In de Koran, hoofdstuk al Bakara en ook in andere verzen vermeld Allah als volgt over de ‘prijzenswaardige’;

146. Aan (Joden en Christenen en aan hun voorouders aan) wie Wij (in het verleden) de boek (openbaringen) hadden gegeven, kennen (en weten) die (waarheid en de geschiedenis over Mescidil Haram/Kaba en dat het de richting was van Abraham en door hem in opdracht van Allah herbouwd werd en de inhoud wat de symbolische handelingen in Kaba betekenen) heel goed zoals zij zijn eigen zonen heel goed kennen (en weten). (Maar tegelijkertijd weten zij ook dat Muhammed met de naam Ahmad, in de Bijbel en in Thora staat vermeld dat die zal komen als de laatste Profeet, en wel voor de hele mensheid). (Maar kijk!) Desondanks verbergen sommigen van hen opzettelijk de waarheid (puur uit jaloezie, arrogantie, hebberigheid, uit wereldse begeertes…).

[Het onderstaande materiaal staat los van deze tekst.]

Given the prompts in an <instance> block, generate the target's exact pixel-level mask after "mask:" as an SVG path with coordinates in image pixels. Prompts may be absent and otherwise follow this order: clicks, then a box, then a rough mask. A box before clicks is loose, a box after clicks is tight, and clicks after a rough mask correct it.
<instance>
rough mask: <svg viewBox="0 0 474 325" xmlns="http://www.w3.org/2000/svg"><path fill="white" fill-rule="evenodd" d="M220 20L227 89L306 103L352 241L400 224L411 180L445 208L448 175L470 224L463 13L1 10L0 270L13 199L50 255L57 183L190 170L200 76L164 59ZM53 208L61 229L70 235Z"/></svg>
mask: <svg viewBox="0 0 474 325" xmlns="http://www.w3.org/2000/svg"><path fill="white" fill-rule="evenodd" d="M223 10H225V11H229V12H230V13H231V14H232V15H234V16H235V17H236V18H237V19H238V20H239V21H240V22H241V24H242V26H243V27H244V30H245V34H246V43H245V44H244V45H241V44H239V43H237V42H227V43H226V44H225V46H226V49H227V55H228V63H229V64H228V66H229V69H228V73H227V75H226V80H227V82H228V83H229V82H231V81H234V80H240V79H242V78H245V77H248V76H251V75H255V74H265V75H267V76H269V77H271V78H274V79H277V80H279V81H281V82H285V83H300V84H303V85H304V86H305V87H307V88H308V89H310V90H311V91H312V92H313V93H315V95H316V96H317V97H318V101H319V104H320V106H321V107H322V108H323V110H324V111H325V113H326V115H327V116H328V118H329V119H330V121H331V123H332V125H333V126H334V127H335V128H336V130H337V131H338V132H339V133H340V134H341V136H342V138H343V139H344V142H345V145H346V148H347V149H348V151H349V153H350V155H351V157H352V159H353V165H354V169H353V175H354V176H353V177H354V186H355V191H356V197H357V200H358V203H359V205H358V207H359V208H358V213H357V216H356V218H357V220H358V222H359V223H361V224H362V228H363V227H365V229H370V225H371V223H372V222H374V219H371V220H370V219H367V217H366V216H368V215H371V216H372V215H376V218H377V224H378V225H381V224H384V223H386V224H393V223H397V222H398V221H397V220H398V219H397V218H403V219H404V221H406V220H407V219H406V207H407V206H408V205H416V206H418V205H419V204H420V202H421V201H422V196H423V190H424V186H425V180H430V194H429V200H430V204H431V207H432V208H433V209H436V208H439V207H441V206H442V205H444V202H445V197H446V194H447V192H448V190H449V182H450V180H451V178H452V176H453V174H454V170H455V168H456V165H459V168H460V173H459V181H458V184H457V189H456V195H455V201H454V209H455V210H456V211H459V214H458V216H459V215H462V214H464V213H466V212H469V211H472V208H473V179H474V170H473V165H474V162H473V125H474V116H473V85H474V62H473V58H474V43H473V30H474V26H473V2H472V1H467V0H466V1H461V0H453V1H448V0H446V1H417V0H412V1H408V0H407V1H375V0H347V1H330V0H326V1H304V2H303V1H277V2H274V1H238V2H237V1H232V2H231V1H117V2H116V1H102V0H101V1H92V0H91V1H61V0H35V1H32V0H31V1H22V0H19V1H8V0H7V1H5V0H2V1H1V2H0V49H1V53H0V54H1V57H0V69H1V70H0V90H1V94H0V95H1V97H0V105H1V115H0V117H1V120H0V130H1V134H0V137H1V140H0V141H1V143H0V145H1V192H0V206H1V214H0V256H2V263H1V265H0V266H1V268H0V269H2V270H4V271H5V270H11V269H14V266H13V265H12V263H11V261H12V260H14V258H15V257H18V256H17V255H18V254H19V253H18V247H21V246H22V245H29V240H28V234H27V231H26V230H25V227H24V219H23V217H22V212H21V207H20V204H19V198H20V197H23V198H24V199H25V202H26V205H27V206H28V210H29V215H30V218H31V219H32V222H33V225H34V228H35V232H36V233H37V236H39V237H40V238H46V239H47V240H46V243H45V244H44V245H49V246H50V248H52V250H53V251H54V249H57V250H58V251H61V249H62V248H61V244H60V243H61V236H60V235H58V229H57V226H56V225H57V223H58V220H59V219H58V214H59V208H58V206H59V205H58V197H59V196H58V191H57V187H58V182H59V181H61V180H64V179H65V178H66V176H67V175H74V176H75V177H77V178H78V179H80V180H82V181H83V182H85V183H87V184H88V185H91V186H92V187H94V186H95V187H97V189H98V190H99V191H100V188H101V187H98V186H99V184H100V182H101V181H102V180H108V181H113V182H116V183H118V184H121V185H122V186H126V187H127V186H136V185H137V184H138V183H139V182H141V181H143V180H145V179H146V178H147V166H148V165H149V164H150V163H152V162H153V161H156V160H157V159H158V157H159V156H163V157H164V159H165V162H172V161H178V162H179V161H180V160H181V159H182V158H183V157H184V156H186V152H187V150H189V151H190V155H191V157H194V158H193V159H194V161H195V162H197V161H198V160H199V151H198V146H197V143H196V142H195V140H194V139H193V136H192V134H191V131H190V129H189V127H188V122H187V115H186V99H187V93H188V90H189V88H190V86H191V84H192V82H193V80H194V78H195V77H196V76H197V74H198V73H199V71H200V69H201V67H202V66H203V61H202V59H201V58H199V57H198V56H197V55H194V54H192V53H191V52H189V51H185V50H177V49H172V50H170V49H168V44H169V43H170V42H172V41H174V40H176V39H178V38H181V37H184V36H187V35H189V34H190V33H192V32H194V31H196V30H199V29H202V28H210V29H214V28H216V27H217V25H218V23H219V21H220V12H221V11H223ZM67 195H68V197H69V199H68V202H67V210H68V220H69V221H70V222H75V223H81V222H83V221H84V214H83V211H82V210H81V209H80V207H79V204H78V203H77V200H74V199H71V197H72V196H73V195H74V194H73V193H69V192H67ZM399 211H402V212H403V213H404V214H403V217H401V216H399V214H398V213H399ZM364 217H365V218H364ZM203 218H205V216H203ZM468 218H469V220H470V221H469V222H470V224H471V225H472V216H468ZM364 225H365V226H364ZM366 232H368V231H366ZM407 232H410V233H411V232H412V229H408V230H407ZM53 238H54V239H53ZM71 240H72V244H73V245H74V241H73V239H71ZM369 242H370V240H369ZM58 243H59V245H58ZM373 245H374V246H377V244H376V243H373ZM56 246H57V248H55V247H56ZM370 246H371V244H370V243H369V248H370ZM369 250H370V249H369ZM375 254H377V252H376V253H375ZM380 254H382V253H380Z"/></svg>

In de Thora, Genesis staat het volgende vermeld over Profeet Muhammed:

12 Maar God zei de tot Abraham: Laat het niet kwaad zijn in uw ogen, over den jongen, en over uw dienstmaagd; al wat Sara tot u zal zeggen, hoor naar haar stem; want in Izak zal uw zaad genoemd worden. *13 Doch Ik zal ook den zoon dezer dienstmaagd tot een volk stellen, omdat hij uw zaad is. 14 Toen stond Abraham des morgens vroeg op, en nam brood, en een fles water, en gaf ze aan Hagar, die leggende op haar schouder; ook gaf hij haar het kind, en zond haar weg. En zij ging voort, en dwaalde in de woestijn Ber-seba. 15 Als nu het water van de fles uit was, zo wierp zij het kind onder een van de struiken. 16 En zij ging en zette zich tegenover, afgaande zo verre, als die met den boog schieten; want zij zeide: Dat ik het kind niet zie sterven; en zij zat tegenover, en hief haar stem op, en weende. 17 En God hoorde de stem van den jongen; en de Engel Gods riep Hagar toe uit den hemel, en zeide tot haar: Wat is u, Hagar? Vrees niet; want God heeft naar des jongens stem gehoord, ter plaatse, waar hij is. 18 Sta op, hef den jongen op, en houd hem vast met uwe hand; want Ik zal hem tot een groot volk stellen. 19 En God opende haar ogen, dat zij een waterput zag; en zij ging, en vulde de fles met water, en gaf den jongen te drinken. 20 En God was met den jongen; en hij werd groot, en hij woonde in de woestijn, en werd een boogschutter. 21 En hij woonde in de woestijn Paran (Faran); en zijn moeder nam hem een vrouw uit Egypteland.

*13 Doch Ik zal ook den zoon dezer dienstmaagd tot een volk stellen, omdat hij uw zaad is). Dienstmaagd is de andere vrouw Hadjar van de eerwaardige Abraham. De zaad is van Abraham-Ismael tot aan Profeet Muhammed.

In Paran (Mekka en zijn omgeving) werden de zonen geboren van Ismael (de zoon van onze eerwaardige aartsvader Abraham), de voorvaderen van Muhammed/Ahmad van afstammen. Profeet Muhammed behoort tot de Kurays familie in Mekka, de eerste openbaringen werden dus in Mekka geopenbaard aan Muhammed aan een zoon uit de Kurays familie, de nakomeling van onze aartsvader Abraham.

God Allah weet het beste, Allah is Barmhartig en Genadevol.